Espinosa is conducting the first large-scale big cat count in Ecuador
by placing camera traps (cameras that are activated by the heat of a
passing animal) throughout the Amazon rainforest of Yasuní National
Park (YNP), one of the most biologically diverse places on the planet.

The jaguars literally photograph themselves as they pass by the
cameras he has set up in some of the most remote regions in the
country. These cat “self-portraits” provide Espinosa with visual
identification of individual jaguars (each cat’s coat spot pattern is
unique), and thus, their densities in a given range. The cameras even
take photos of jaguar prey like peccaries (wild pigs native to the
Americas.)”The main threats to jaguars in Ecuador are habitat
degradation and loss due to various human activities,” says Espinosa.

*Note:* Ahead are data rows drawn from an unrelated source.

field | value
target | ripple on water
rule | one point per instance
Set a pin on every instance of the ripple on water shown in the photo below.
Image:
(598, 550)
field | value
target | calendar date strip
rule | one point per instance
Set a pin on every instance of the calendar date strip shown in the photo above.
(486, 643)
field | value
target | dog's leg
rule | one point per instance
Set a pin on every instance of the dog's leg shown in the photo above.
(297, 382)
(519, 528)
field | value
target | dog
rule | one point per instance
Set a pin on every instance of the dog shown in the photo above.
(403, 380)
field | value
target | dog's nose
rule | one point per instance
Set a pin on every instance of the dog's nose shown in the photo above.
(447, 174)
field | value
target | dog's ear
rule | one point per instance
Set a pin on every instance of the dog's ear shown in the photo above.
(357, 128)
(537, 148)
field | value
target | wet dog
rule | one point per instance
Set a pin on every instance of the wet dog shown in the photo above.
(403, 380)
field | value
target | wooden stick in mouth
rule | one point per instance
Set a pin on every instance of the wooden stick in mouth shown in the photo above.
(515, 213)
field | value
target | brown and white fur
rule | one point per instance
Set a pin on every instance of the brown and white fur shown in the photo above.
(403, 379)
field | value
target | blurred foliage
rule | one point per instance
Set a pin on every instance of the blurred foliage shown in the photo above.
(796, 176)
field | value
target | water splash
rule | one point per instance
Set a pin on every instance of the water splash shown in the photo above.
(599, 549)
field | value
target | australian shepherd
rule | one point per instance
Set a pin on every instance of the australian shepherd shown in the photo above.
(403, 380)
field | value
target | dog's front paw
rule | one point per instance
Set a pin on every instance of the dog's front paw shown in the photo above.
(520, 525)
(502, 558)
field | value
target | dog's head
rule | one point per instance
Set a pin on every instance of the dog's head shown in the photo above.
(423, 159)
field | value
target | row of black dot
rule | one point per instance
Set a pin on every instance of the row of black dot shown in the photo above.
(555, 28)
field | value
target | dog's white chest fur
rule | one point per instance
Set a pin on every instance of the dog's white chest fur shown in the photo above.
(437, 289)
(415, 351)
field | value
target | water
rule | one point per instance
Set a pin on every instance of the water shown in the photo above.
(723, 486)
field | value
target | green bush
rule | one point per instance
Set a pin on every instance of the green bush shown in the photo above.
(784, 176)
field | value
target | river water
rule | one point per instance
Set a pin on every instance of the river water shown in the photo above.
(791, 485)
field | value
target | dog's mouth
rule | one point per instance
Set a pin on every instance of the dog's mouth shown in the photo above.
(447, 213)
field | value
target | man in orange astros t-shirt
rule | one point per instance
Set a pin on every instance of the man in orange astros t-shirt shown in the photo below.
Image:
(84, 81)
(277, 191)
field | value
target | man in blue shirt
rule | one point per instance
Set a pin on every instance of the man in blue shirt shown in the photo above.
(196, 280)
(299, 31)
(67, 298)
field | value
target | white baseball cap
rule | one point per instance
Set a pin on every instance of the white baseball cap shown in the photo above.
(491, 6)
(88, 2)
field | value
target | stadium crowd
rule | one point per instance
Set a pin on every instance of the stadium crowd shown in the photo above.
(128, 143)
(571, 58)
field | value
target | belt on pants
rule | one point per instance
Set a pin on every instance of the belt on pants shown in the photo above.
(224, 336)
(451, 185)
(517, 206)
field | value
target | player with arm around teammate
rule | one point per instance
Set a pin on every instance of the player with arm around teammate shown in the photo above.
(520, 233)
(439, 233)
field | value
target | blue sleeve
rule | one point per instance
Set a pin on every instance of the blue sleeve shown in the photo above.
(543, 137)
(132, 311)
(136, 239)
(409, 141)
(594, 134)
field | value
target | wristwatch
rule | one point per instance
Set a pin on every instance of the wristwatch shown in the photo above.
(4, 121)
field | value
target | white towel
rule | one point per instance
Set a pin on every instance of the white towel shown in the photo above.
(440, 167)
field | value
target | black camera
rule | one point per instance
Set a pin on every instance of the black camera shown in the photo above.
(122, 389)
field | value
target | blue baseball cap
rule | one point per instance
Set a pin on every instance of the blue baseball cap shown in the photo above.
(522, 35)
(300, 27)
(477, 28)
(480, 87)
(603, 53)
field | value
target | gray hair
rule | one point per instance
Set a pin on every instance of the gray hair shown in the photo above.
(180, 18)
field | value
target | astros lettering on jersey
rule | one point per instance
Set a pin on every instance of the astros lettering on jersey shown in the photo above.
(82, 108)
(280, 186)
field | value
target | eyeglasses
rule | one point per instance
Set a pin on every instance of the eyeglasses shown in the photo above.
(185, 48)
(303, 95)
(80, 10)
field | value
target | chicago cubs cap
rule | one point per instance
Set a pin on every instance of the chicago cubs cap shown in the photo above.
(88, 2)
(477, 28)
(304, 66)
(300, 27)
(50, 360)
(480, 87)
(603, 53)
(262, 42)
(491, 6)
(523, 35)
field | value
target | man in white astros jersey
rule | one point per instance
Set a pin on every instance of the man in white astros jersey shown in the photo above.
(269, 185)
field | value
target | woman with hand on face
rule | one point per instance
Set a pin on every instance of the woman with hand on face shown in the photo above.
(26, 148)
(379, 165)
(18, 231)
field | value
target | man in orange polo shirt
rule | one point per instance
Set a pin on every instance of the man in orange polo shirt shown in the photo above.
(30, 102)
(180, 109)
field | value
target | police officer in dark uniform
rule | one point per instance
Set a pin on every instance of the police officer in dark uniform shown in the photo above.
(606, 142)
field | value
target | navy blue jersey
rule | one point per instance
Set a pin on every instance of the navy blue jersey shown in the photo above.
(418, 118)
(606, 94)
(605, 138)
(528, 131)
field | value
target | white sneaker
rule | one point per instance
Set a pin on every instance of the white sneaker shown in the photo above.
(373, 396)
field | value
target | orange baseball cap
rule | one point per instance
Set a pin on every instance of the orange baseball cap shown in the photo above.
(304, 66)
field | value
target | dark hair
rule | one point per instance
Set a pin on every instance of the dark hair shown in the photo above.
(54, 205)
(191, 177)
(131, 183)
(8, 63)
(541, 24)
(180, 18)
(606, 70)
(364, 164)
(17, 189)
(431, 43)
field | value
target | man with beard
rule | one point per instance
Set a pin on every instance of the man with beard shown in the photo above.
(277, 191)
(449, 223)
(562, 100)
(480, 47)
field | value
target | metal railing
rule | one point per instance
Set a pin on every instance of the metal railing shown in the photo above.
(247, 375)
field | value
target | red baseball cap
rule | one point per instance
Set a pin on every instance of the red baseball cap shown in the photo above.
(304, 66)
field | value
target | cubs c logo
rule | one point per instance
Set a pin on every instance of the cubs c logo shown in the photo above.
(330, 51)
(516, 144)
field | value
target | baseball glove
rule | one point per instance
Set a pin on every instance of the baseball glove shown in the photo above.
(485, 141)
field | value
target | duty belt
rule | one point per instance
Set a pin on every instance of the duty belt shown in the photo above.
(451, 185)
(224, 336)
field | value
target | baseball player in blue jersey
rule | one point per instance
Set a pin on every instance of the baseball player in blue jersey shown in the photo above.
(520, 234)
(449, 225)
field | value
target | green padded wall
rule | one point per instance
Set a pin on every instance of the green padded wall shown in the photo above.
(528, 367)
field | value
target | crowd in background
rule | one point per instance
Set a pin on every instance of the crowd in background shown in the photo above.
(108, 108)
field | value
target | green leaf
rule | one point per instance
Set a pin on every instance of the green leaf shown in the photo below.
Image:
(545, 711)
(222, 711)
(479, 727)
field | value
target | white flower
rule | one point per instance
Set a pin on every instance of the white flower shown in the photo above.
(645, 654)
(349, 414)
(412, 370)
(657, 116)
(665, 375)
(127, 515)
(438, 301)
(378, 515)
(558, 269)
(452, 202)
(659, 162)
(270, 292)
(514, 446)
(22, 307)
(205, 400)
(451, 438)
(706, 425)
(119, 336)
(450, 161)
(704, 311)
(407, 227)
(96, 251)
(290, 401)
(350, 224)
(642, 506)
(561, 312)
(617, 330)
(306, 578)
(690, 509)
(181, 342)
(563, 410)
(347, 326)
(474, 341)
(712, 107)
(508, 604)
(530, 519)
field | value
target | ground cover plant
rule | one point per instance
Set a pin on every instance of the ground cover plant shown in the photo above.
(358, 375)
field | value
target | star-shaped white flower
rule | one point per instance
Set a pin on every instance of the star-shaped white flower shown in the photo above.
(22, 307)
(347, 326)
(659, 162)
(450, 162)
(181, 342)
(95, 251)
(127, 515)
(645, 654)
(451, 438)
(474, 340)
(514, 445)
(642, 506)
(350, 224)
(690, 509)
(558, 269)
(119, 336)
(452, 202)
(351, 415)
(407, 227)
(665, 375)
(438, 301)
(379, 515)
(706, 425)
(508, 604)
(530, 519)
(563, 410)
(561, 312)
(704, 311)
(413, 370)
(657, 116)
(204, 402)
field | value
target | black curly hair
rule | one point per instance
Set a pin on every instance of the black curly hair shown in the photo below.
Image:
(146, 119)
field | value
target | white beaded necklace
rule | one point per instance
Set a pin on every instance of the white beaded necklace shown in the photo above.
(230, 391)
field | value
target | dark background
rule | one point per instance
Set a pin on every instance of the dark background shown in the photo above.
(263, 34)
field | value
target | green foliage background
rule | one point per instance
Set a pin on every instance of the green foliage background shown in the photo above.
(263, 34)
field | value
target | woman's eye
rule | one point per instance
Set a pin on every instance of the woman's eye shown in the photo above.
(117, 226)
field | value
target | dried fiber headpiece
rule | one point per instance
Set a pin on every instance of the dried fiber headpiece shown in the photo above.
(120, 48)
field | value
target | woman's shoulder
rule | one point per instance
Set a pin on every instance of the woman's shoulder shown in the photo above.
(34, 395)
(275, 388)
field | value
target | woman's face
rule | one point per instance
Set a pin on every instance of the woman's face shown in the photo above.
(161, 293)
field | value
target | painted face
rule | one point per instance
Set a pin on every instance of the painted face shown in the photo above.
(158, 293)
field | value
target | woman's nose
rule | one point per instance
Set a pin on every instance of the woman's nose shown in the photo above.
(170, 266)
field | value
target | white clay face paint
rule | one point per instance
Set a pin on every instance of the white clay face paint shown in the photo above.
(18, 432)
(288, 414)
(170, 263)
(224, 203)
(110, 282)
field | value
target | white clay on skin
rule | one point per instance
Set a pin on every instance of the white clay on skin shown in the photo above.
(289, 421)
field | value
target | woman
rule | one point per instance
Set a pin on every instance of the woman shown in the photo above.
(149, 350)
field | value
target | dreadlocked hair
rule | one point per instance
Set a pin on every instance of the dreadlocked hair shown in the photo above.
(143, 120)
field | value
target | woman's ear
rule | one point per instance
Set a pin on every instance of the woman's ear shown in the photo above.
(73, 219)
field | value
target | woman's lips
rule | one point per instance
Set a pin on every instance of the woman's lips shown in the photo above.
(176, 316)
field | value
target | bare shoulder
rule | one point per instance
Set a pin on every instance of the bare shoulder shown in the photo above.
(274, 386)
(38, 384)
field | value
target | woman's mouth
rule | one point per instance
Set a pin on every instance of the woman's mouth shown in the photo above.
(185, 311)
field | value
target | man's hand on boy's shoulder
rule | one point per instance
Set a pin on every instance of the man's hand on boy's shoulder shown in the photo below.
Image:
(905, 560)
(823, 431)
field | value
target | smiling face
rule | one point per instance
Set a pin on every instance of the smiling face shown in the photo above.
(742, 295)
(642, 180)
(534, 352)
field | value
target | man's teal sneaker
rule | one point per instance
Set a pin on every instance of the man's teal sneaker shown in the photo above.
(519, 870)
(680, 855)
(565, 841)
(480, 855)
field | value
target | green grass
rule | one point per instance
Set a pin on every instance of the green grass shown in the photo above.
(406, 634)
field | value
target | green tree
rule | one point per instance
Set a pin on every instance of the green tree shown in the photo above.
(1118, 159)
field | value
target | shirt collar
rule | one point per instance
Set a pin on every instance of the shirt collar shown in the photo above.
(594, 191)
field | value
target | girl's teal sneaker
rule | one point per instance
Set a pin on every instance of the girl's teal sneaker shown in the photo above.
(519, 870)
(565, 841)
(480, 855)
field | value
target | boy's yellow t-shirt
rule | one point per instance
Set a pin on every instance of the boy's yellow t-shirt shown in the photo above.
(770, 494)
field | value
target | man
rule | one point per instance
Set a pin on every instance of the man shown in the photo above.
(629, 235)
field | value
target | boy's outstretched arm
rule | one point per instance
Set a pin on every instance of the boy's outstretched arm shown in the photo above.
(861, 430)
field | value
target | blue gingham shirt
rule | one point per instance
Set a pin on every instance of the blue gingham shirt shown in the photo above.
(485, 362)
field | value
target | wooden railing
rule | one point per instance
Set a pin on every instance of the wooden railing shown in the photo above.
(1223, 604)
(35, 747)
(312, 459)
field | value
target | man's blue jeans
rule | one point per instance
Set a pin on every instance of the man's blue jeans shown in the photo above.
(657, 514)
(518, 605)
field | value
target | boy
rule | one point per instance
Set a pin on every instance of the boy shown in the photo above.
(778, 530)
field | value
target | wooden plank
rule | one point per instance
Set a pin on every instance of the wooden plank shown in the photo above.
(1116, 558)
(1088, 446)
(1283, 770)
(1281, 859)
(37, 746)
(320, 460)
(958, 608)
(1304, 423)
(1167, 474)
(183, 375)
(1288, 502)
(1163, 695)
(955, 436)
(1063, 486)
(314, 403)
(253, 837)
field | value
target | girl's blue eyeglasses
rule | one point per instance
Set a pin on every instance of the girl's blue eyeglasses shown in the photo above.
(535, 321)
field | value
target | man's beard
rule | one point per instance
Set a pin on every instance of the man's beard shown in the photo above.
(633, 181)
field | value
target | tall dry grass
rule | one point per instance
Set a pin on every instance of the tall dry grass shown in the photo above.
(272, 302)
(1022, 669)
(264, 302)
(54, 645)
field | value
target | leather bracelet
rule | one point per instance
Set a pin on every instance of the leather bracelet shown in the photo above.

“Bushmeat hunting by local communities has increased due to road
development that provides access to otherwise isolated areas.
Additionally, people hunt bushmeat to sell commercially in local
markets (also made more accessible by roads), rather than simply for
their own consumption. There is competition for food as people hunt
the same prey species (such as peccaries and deer) as the jaguar. If
the prey species disappear, the jaguar will be gone.”